Before Robinson Cano’s seventh-inning grand slam blew it open, Monday’ night’s 8-2 Yankee win over the Royals was a nice little ballgame. Chad Gaudin walked Mitch Maier to start the game, then retired eight straight before Maier came back around and pulled a ball just inside the right-field line the first Royals hit of the game. The Yankees broke a scoreless tie in the bottom of the fourth on a double by Cano and singles by Jorge Posada and Eric Hinske, who made his first start at third base as a Yankee amid a bench-heavy, post-clincher lineup that included Ramiro Peña at shorstop, Juan Miranda at first base, Francisco Cervelli behind the plate (Posada was the DH), and Shelley Duncan in right field.
Mark Teahen got the Royals on the board by leading off the fifth with a game-tying opposite-field solo shot of Gaudin. Cervelli led off the fifth with a single, but was thrown out at second when Ramiro Peña failed to hold up his end of a hit-and-run (he got the sign, but missed the pitch). Peña then went from goat to hero on the next pitch, which he got under and lifted to the front row in right field for a Yankee Stadium homer, the first tater of Peña’s young career.
In a game that otherwise meant very little, the Yankee dugout’s reaction to Peña’s homer was the highlight. As soon as the bench began to celebrate, Alex Rodriguez jumped into action to organize the popular silent treatment often given to rookies following their first career homer (you might remember the Phillies giving it to John Mayberry Jr. at the stadium earlier this year). Alex grabbed the celebrating Jeter by his hoodie and dragged him back to his perch behind the dugout screen, then waived the others back to their seats. Jeter and company instantly complied, sporting devilish grins as they took their places.
When Peña got to home plate, he received a dispassionate fist-bump from on-deck hitter Brett Gardner and from Melky Cabrera in the on-deck circle, but was ignored by his teammates as he entered the dugout. Joe Girardi couldn’t resist giving the rookie a high-five, but the others sat stone-faced as Peña put away his helmet and gloves. Then Jorge Posada clapped as if to cheer on Gardner, which was the signal for the team to swarm Peña. It was a great moment, captured beautifully by the YES cameras. I’m among those who believes that winning begets team chemistry, not the other way around, but it’s hard not to be impressed and enthused by the cohesiveness and amicability of this Yankee team. There seems to be genuine affection and good humor in that clubhouse, moreso even than on the business-like teams of the late-90s dynasty.

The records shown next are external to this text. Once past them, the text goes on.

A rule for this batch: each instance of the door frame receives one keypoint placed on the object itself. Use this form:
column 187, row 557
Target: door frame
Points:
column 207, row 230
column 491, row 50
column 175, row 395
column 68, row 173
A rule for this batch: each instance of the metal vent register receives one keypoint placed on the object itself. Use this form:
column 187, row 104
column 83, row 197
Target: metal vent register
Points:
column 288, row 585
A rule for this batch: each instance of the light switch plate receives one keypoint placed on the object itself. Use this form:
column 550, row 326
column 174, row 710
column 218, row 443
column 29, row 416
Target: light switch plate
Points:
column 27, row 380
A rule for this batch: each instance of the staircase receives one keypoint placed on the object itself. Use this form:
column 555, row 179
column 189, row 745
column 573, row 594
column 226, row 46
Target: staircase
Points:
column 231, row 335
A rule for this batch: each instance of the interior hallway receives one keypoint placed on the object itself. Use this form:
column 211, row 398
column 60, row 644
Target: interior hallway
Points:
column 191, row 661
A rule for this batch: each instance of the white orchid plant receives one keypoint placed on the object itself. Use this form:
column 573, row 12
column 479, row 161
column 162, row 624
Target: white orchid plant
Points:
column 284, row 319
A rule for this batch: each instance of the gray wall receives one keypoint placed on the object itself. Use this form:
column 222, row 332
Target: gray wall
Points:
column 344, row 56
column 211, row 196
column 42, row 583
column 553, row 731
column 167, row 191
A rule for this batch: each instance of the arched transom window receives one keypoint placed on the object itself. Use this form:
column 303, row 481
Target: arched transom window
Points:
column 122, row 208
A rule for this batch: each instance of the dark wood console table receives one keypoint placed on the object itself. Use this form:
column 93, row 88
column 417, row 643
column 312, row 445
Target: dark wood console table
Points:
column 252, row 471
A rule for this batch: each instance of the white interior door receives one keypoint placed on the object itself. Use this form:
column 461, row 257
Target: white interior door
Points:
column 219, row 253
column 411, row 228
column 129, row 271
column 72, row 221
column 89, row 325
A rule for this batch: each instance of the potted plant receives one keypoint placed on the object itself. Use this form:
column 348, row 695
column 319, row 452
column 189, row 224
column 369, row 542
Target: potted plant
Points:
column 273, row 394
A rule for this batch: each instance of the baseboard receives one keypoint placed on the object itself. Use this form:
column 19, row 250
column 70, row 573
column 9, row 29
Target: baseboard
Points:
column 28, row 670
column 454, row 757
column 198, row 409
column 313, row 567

Peña’s homer gave the Yankees a brief 2-1 lead. The Royals answered back in the top of the sixth, tying the game on a Yuniesky Betancourt single, Billy Butler’s 51st double of the year, and a Mike Jacobs sac fly. The Yanks then returned serve again in the bottom of the sixth on a Posada double ultimately plated by a Shelly Duncan single. A Cervelli double in the seventh plated by a Peña single and Cano’s slam, all off Royals starter Luke Hochevar, put the game away in the seventh.
Gaudin turned in the best and deepest start of his Yankee career (6 2/3 IP, 4 H, 2 R, 2 BB, 5 K) and now feels like a lock for the postseason roster. Damaso Marte, who retired Alex Gordon to finish the seventh for Gaudin, helped his cause as well, as did Freddy Guzman, who pinch-ran for Duncan in the sixth and stole second on the first pitch to Miranda. Cervelli and Peña combined to go 4-for-8, each with a single and an extra-base hit. Peña drove in two. Shelley Duncan drove in another after striking out and grounding into a double play and held Maier to a single on his hit down the line in the third with a strong throw to second. Hinske had an RBI single, but didn’t get a chance to field a grounder at third base (just three pop ups). All surely benefited from facing the lowly Royals, but given that these final six games are like a brief spring-training period for the postseason, it’s nice to see the borderline players making their cases. Speaking of which, David Robertson could return to action Tuesday night, and Jerry Hairston Jr. will take batting practice as both try to prove they’re healthy enough to make the ALDS roster.
Meanwhile, potential ALDS opponents the Twins and Tigers were rained out in Detroit, resulting in a Tuesday day/night double-header which could knot the division if the Twins pull off an unlikely sweep against Morristown, NJ’s Rick Porcello and Detroit ace Justin Verlander. Down in Atlanta, former Tiger Jair Jurrjens pitched the Braves to their seventh-straight win, bringing them within two games of the idle Rockies in the still-interesting NL Wild Card race.